PSE method 1: population-based household surveys

First, we estimated the population proportion of HRP in the study area, phrp, as the percentage of participants aged 15 years and older in each household survey—baseline, endline and MTAT—that fulfilled the HRP eligibility criteria. Sampling weights and the clustering structure of the respective surveys were specified using the Survey35 R36 package to correctly estimate population proportions and standard errors.

Second, we developed a pooled estimate of the population proportion of individuals aged 15 and older in households in the study area, p15, by combining, in a meta-analysis using inverse variance, the individual estimates from the 3 surveys.

Third, the total household population in the study area, Pop, was obtained by summing the population count listed in the household census across the 56 villages.

Finally, the population-based survey PSE was calculated for each survey as follows:

$$PSE={p}_{hrp}\times {p}_{15}\times Pop.$$
(1)

The delta method37 was used to calculate 95% confidence intervals for each PSE.

The three PSEs obtained from this method pertain to different time periods starting 1 month prior to the first day of the household survey until the last day of the survey (see Table 2).

Table 2 Results for the population-based household survey method for population size estimation of HRP individuals.

Two sensitivity analyses were conducted to strengthen the robustness of our results. First, we considered how the differences among criteria may lead to an underestimate of the PSE for the MTAT survey. Second, we attempted to adjust for potential selection bias because of absent households. See Supplementary Materials 5 for details.

PSE method 2: capture–recapture

Survey participation represented “capture” in the respective survey. To identify participation of the same individual across surveys (i.e., “recapture”), survey records were matched based on age, sex, level of education, first initial and home village. Together, these identifying variables were unique for 99.5% of participants. The matching algorithm allowed plus or minus 2 years for age and 1 level apart for education because rounding age and self-reported education may have introduced errors. See Supplementary Materials 7 for details.

The overlap among the 4 lists of HRP individuals participating in surveys was analyzed using log-linear models38,39,40,41,42 by the Rcapture43 R36 package. The models allowed for temporal dependence due to the potential seasonality of forest-going activities in two ways. First, we estimated a closed population model, where HRP individuals remain in the population all year long but where the probability of being captured differs across surveys because of varying probability of spending a night outside in a given month (Mt models). Second, we estimated an open population model, in which HRP individuals may migrate in and out of the population depending on whether or not they spent a night outside in a given month.
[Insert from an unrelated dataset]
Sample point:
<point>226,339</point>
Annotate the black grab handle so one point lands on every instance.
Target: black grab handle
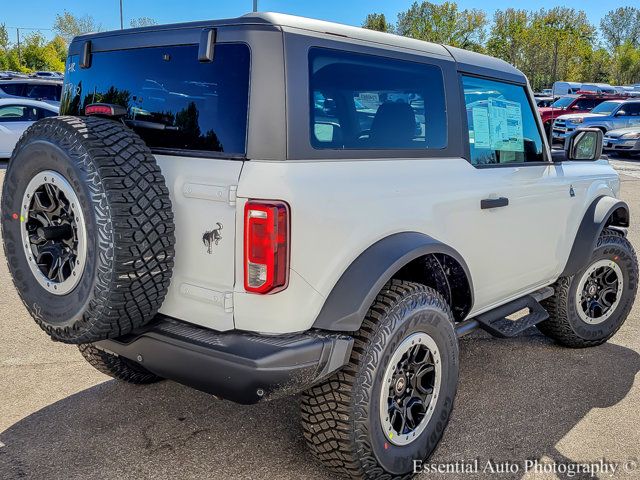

Both models were designed to estimate the same PSE: the total number of HRP individuals in the study area any time during the 1-year study period from December 2017 to November 2018. See Supplementary Materials 8 for details.

Two sensitivity analyses estimated a lower bound of the PSE by either relaxing the matching criteria or augmenting the eligibility criteria in FTAT. In a third sensitivity analysis, we leveraged the participation of non-HRP individuals in the three household surveys to assess and correct for potential matching errors in the record linkage algorithm. See Supplementary Materials 6 for details.

Ethics

This study was approved by the National Ethics Committee for Health Research at the Lao Ministry of Health (Approval #2016-014) and by the UCSF ethical review board (Approvals #16-19649 and #17-22577). The informed consent process was consistent with local norms, and all study areas had consultation meeting with, and approvals from, village elders. All participants provided informed written consent; caregivers provided consent for all children under 18, and all children aged 10 and above also provided consent directly. The study was conducted according to the ethical principles of the Declaration of Helsinki of October 2002.

Results

Data description

Household-based surveys

In the baseline, MTAT and endline surveys respectively, 5723, 18,143 and 7870 individuals across 1310, 4489 and 2081 households, were interviewed. Responses required to construct HRP criteria were provided by 99.6%, 97.4%, and 99.9% of baseline, MTAT and endline participants, respectively (see Supplementary Tables S1.13).

Of those 47,575 inhabitants living in the study area—Pop in Eq. (1), 63.5% (95% CI [62.9%; 64.2%]) were estimated to be older than 15 years—p15 in Eq. (1). See Supplementary Materials 3 for details.

FTAT survey

Among the 2888 HRP individuals recruited into the FTAT survey, 2305 (79.8%) came from one of the 56 villages in our study area and were included in this study. Supplementary Fig. S4.2 shows the weekly enrollment.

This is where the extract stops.